The show questions ideas of authorship and market value, through a series of paintings by copyists in Shenzhen, China, whom Jankowski commissioned to produce works which are eerily similar in composition to famous paintings by Caravaggio, Hockney, Rembrandt, Van Gogh and Richter, among others. But instead of being exact copies, the scenes are composed of found images that Jankowski took from online sites such as BoredPanda.com.
The works are priced from €9,000-€55,000 and sales proceeds will be split 50/50 between Grisebach and the artist, who is represented by Berlin’s CFA gallery, which also worked closely on the show. A painting apeing Edouard Manet’s Dejeuner sur L’herbe has already sold for €28,000, while a more politically-correct version of Balthus’s Thérèse Dreaming (the subject of recent controversy at The Metropolitan Museum of Art) is still available for €20,000.

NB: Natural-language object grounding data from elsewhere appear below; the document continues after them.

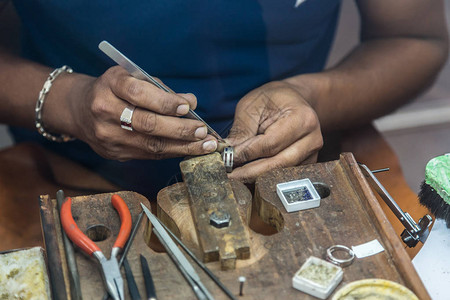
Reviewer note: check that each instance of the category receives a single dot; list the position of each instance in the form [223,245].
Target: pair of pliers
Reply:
[110,267]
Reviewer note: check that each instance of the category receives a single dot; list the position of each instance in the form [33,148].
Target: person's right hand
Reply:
[158,131]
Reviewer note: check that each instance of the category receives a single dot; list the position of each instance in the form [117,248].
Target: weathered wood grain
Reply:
[350,215]
[210,193]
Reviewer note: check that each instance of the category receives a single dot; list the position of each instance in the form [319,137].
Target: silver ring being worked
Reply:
[125,118]
[227,156]
[342,262]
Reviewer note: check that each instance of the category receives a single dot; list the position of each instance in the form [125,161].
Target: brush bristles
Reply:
[437,206]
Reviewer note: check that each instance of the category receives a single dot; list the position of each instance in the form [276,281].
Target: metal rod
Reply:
[380,170]
[201,265]
[131,238]
[412,228]
[149,285]
[132,287]
[74,277]
[128,245]
[198,292]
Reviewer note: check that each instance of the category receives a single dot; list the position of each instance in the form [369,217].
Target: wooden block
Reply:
[350,215]
[211,196]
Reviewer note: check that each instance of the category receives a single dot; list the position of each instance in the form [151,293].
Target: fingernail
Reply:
[201,132]
[182,109]
[210,146]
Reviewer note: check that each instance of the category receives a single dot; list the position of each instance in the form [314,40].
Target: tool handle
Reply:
[125,219]
[73,232]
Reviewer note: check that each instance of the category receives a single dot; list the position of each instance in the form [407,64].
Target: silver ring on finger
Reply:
[342,262]
[126,116]
[228,156]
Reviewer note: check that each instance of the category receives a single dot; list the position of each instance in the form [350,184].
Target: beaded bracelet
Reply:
[40,104]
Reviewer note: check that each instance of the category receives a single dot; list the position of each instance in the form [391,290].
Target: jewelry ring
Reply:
[342,262]
[125,118]
[227,156]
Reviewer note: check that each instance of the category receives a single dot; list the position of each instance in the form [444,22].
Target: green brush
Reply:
[435,190]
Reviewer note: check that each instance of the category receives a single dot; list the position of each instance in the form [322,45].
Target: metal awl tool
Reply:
[177,256]
[413,232]
[109,267]
[138,73]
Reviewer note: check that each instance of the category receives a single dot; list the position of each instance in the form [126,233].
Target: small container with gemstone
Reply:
[317,277]
[298,195]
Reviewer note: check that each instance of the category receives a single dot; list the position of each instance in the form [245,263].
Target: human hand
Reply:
[274,127]
[158,131]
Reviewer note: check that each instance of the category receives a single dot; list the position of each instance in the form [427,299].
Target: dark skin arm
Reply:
[403,46]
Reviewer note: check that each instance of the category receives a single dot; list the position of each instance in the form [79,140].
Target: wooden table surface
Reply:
[350,215]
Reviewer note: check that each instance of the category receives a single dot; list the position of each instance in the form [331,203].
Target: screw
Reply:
[241,285]
[219,219]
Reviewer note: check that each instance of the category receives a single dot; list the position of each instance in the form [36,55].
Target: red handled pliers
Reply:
[110,267]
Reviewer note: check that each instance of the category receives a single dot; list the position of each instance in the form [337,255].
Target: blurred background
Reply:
[417,132]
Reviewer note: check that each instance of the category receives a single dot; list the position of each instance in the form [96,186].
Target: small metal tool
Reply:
[241,285]
[413,232]
[177,256]
[138,73]
[149,285]
[132,287]
[228,157]
[200,264]
[109,267]
[219,219]
[75,287]
[128,245]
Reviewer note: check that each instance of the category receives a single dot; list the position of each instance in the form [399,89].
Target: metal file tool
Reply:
[138,73]
[177,256]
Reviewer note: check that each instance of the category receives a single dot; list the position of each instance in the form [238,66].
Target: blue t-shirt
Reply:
[218,50]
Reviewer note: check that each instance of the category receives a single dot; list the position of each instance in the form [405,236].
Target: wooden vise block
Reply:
[220,229]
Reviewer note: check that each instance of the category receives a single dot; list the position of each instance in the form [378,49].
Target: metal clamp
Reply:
[341,262]
[228,156]
[413,232]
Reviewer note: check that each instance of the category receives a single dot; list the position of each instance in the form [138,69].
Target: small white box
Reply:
[317,277]
[298,195]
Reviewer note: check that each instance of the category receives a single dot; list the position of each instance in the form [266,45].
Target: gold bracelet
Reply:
[40,104]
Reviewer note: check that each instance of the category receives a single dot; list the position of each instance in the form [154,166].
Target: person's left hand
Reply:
[274,127]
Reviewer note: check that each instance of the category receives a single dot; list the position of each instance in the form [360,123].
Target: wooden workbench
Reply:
[350,215]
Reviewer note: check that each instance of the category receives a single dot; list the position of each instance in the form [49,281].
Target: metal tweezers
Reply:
[138,73]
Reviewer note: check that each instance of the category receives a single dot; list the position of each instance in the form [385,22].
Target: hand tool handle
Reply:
[73,232]
[125,220]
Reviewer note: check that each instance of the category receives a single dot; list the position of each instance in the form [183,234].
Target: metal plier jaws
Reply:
[413,232]
[109,267]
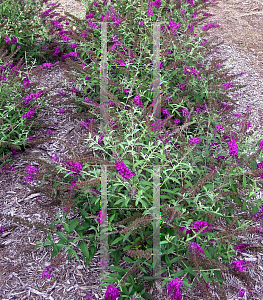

This is not the first time that Grisebach has collaborated with an artist to sell their work—last year it hosted an exhibition devoted to Mary Bauermeister, one of the co-founders of Fluxus. Jankowski is also not new to working directly with auction houses—in 2009 he organised a tongue-in-cheek performance at Christie’s, titled Strip the Auctioneer, in which the auctioneer sold off how own artist's clothes (taking them off as they were auctioned) and eventually even his hammer.